Investigators report on whether a smartwatch can detect atrial fibrillation using electrocardiogram (ECG) technology accurately.
Extended cardiac monitoring in patients using implantable cardiovascular electronic devices that increase atrial fibrillation (AF) detection is commonly used; however, these devices have limitations, such as short battery life. This led a team of international researchers to investigate the Apple smartwatch with an ECG strip and their results.
The study, published in the Canadian Journal of Cardiology, found that using smartwatches can be challenging in patients with abnormal ECGs. The investigators noted in their research that better algorithms and Machine Learning may help smartwatches provide more accurate diagnoses.
“Earlier studies have validated the accuracy of the Apple Watch for the diagnosis of AF in a limited number of patients with similar clinical profiles,” explained lead investigator Marc Strik, MD, PhD, LIRYC institute, Bordeaux University Hospital, Bordeaux, France. “We tested the accuracy of the Apple Watch ECG app to detect AF in patients with a variety of coexisting ECG abnormalities.”
Testing smartwatches and their accuracy
The study included 734 consecutive hospitalised patients who each underwent a 12-lead ECG, followed by a 30-second Apple Watch recording. The smartwatch’s automated single-lead ECG AF detections were classified as “no signs of atrial fibrillation”, “atrial fibrillation”, or “inconclusive reading”.
The researchers supplied the data to an electrophysiologist who carried out a blinded interpretation and assigned each recording to “AF”, “absence of AF”, or “diagnosis unclear”. Further testing was conducted by a second blinded electrophysiologist who interpreted 100 randomly selected traces to determine the extent to which the observers agreed.
Analysing the results
The team found that in approximately one in every five patients, the smartwatch ECG failed to produce an automatic diagnosis. The risk of having a false positive AF detection was higher for patients with premature atrial and ventricular contractions (PACs/PVCs), sinus node dysfunction, and second or third-degree atrioventricular block.

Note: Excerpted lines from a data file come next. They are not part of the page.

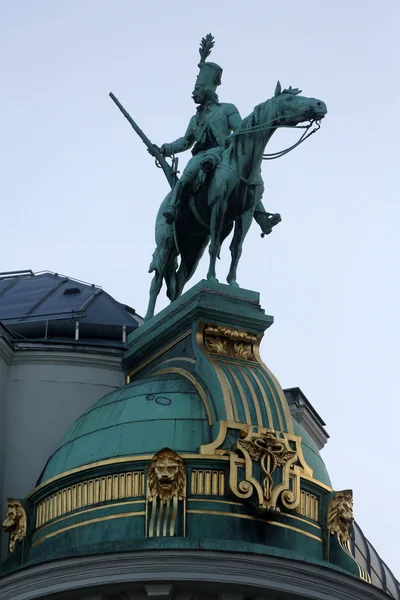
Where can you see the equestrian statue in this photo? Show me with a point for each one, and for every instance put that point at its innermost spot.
(221, 186)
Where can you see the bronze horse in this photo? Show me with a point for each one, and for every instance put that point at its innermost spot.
(225, 198)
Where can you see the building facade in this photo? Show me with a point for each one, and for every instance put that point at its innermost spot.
(163, 459)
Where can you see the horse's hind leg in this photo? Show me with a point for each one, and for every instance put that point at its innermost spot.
(155, 289)
(242, 226)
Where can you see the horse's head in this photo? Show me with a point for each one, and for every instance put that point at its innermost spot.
(293, 109)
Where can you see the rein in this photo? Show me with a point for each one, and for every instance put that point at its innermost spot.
(307, 133)
(272, 156)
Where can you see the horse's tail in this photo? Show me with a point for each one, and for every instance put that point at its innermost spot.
(164, 262)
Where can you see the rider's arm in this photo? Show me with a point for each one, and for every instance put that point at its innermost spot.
(234, 118)
(183, 143)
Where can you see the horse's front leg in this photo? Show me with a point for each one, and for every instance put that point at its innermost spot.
(155, 289)
(242, 226)
(219, 206)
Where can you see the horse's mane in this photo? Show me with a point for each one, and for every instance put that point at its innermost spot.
(236, 140)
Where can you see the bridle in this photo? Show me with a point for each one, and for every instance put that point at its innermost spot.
(278, 119)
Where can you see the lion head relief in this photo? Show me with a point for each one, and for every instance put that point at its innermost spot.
(166, 476)
(340, 515)
(15, 522)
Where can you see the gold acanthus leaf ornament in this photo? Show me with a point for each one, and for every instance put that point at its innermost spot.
(15, 522)
(217, 345)
(279, 479)
(340, 515)
(226, 341)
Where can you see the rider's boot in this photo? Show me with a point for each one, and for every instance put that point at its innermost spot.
(170, 214)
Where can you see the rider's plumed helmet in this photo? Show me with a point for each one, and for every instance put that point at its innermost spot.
(210, 73)
(209, 76)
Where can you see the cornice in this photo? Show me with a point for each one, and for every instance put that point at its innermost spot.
(253, 573)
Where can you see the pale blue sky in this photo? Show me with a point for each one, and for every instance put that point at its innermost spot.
(80, 193)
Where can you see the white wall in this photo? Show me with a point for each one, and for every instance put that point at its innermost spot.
(48, 388)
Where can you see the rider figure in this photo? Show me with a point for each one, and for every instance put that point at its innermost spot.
(206, 134)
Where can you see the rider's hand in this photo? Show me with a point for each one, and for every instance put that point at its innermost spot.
(154, 148)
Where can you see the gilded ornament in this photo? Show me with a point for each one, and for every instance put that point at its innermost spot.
(226, 341)
(340, 515)
(166, 477)
(272, 453)
(15, 522)
(166, 490)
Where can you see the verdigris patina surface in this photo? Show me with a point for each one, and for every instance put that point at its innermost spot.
(221, 187)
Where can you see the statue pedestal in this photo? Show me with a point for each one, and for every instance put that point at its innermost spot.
(211, 336)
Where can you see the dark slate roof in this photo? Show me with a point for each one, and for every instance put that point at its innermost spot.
(51, 307)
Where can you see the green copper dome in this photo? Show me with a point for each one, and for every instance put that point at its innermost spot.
(198, 450)
(140, 418)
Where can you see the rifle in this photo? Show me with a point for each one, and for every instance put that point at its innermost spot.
(170, 172)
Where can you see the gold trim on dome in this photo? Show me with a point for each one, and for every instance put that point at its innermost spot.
(89, 522)
(199, 388)
(277, 407)
(118, 461)
(364, 575)
(255, 399)
(308, 506)
(251, 518)
(78, 513)
(86, 493)
(324, 486)
(226, 388)
(281, 394)
(213, 500)
(241, 391)
(207, 482)
(157, 354)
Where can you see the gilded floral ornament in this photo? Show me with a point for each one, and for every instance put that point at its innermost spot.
(15, 522)
(229, 342)
(166, 488)
(340, 515)
(280, 479)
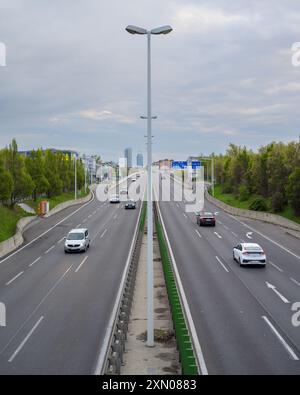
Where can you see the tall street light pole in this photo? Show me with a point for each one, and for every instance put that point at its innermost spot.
(150, 317)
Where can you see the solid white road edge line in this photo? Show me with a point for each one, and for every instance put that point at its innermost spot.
(37, 259)
(198, 349)
(266, 237)
(281, 339)
(13, 279)
(79, 267)
(49, 230)
(25, 340)
(222, 264)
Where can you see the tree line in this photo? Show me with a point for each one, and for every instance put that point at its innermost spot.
(41, 173)
(272, 173)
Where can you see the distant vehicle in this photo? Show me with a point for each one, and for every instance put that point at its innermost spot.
(249, 254)
(206, 218)
(131, 204)
(114, 199)
(77, 240)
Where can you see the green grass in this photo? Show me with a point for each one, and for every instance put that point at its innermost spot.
(8, 221)
(232, 200)
(56, 200)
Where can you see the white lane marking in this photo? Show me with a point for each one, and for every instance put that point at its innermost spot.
(36, 309)
(13, 279)
(218, 235)
(273, 288)
(47, 231)
(281, 339)
(295, 281)
(79, 267)
(103, 234)
(222, 264)
(50, 249)
(109, 328)
(276, 267)
(25, 340)
(198, 233)
(266, 237)
(37, 259)
(249, 235)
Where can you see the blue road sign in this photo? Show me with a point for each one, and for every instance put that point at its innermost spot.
(179, 165)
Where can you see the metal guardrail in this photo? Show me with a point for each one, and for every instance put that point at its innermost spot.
(111, 355)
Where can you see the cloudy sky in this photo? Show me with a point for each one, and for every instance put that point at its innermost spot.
(76, 79)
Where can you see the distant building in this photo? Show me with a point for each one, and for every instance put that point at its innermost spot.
(140, 160)
(128, 156)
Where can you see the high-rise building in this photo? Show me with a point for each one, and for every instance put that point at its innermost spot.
(128, 156)
(140, 160)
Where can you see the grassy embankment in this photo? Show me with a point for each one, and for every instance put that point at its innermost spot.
(9, 217)
(234, 201)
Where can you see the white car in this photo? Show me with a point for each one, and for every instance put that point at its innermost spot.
(77, 240)
(114, 199)
(249, 254)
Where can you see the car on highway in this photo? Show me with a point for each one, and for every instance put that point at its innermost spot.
(78, 240)
(249, 254)
(205, 218)
(114, 199)
(130, 204)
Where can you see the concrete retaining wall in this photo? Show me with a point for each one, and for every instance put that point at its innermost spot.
(10, 245)
(261, 216)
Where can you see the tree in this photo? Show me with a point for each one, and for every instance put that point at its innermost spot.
(293, 190)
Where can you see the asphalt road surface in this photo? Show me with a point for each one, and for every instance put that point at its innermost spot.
(243, 316)
(59, 305)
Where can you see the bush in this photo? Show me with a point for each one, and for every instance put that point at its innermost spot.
(258, 204)
(278, 202)
(243, 193)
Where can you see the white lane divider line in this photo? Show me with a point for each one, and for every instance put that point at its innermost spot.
(79, 267)
(198, 233)
(13, 279)
(37, 259)
(218, 235)
(266, 237)
(50, 249)
(222, 264)
(103, 234)
(281, 339)
(273, 288)
(295, 281)
(276, 267)
(25, 340)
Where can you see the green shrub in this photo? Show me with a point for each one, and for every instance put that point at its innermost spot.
(258, 204)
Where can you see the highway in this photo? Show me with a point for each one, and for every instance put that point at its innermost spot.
(242, 316)
(59, 305)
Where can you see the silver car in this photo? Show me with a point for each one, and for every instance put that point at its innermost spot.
(78, 240)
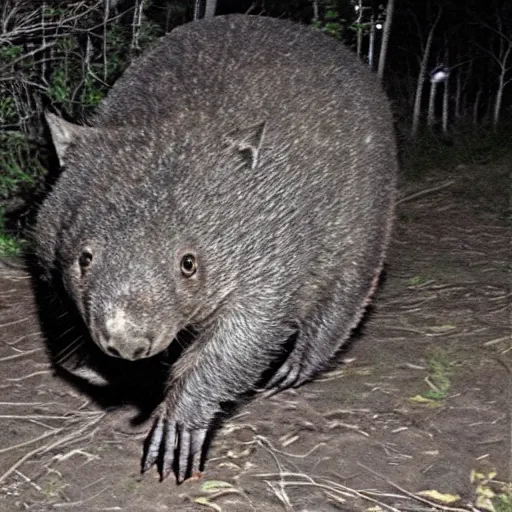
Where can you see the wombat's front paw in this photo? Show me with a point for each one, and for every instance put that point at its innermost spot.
(173, 445)
(291, 374)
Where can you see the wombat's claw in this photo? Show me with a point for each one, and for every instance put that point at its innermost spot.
(172, 444)
(153, 448)
(287, 376)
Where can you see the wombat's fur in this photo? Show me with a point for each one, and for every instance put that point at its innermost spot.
(238, 180)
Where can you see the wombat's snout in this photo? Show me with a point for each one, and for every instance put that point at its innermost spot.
(120, 336)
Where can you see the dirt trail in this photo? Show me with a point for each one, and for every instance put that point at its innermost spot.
(423, 398)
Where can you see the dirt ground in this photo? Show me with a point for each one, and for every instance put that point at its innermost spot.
(420, 402)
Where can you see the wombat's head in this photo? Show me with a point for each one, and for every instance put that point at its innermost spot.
(111, 238)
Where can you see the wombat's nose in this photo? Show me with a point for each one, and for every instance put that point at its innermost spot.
(122, 337)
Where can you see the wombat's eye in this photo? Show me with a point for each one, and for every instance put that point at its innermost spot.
(85, 259)
(188, 265)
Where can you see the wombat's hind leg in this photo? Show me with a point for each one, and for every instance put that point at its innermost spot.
(318, 340)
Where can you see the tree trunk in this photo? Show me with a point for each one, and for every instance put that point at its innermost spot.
(386, 31)
(371, 46)
(432, 105)
(445, 105)
(421, 78)
(458, 95)
(476, 106)
(210, 9)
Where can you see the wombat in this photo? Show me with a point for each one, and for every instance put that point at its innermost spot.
(238, 182)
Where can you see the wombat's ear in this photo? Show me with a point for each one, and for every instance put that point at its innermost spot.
(248, 141)
(63, 134)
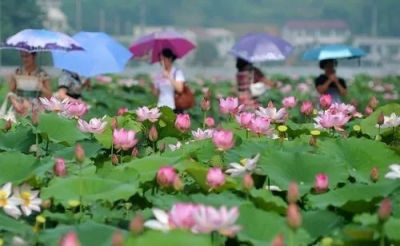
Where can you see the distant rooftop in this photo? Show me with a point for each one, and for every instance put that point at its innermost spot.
(316, 24)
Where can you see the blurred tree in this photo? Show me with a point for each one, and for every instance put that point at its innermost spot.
(206, 54)
(16, 16)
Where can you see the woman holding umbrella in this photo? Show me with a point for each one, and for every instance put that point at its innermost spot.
(170, 81)
(28, 83)
(329, 83)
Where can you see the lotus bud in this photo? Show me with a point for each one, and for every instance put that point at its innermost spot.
(205, 105)
(79, 153)
(136, 225)
(374, 175)
(381, 119)
(385, 210)
(207, 95)
(293, 193)
(313, 141)
(135, 152)
(114, 124)
(153, 134)
(293, 217)
(278, 240)
(117, 239)
(248, 182)
(8, 125)
(114, 159)
(177, 184)
(373, 103)
(34, 118)
(70, 239)
(162, 147)
(46, 204)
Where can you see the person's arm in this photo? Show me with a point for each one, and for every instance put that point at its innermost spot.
(322, 83)
(341, 85)
(46, 89)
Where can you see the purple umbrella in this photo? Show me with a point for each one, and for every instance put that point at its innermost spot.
(260, 47)
(148, 47)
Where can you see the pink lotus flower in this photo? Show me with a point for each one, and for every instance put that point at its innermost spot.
(260, 125)
(244, 119)
(54, 104)
(230, 105)
(223, 140)
(124, 139)
(144, 113)
(60, 169)
(122, 111)
(201, 135)
(95, 125)
(70, 239)
(166, 176)
(368, 110)
(182, 122)
(210, 122)
(270, 112)
(325, 101)
(307, 108)
(331, 120)
(76, 108)
(181, 215)
(209, 219)
(289, 102)
(321, 183)
(215, 177)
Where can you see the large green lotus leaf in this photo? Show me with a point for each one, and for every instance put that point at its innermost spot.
(199, 174)
(283, 167)
(320, 223)
(90, 187)
(260, 227)
(368, 125)
(16, 167)
(21, 139)
(59, 130)
(265, 200)
(356, 198)
(89, 233)
(391, 229)
(11, 225)
(360, 156)
(91, 149)
(175, 238)
(148, 166)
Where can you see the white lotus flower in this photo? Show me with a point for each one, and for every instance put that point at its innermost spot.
(28, 199)
(9, 204)
(161, 223)
(395, 173)
(238, 169)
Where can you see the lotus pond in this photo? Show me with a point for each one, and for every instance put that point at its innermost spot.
(127, 173)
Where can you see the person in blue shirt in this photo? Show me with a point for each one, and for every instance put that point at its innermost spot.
(329, 83)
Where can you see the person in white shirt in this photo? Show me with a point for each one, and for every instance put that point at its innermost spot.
(171, 80)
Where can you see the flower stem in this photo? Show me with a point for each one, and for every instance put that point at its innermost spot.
(204, 119)
(292, 238)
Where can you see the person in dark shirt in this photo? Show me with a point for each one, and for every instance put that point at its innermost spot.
(329, 83)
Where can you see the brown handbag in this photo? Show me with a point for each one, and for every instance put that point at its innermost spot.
(184, 100)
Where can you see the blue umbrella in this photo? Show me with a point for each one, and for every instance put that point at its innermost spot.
(336, 51)
(260, 47)
(102, 55)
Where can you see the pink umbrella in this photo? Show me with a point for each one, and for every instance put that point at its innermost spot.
(148, 47)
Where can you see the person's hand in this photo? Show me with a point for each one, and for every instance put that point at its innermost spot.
(333, 77)
(166, 74)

For patients with AF, the risk of a missed AF reading was higher in patients with ventricular conduction abnormalities (interventricular conduction delay) or rhythms controlled by an implanted pacemaker.
Furthermore, the two electrophysiologists highly agreed on the differentiation between AF and non-AF. The smartphone app connected to a smartwatch correctly identified 78% of the patients who were in AF and 81% who were not in AF. The electrophysiologists identified 97% of the patients who had AF and 89% who were not.
Patients with PVCs were also three times more likely to have false positive AF diagnoses from the smartwatches ECG technology, and identifying atrial tachycardia (AT) and atrial flutter (AFL) in patients was poor.
“These observations are not surprising, as smartwatch automated detection algorithms are based solely on cycle variability,” Dr Strik noted, explaining that PVCs cause short and long cycles, which increase cycle variability. “Ideally, an algorithm would better discriminate between PVCs and AF. Any algorithm limited to the analysis of cycle variability will have poor accuracy in detecting AT/AFL. Machine learning approaches may increase smartwatch AF detection accuracy in these patients.”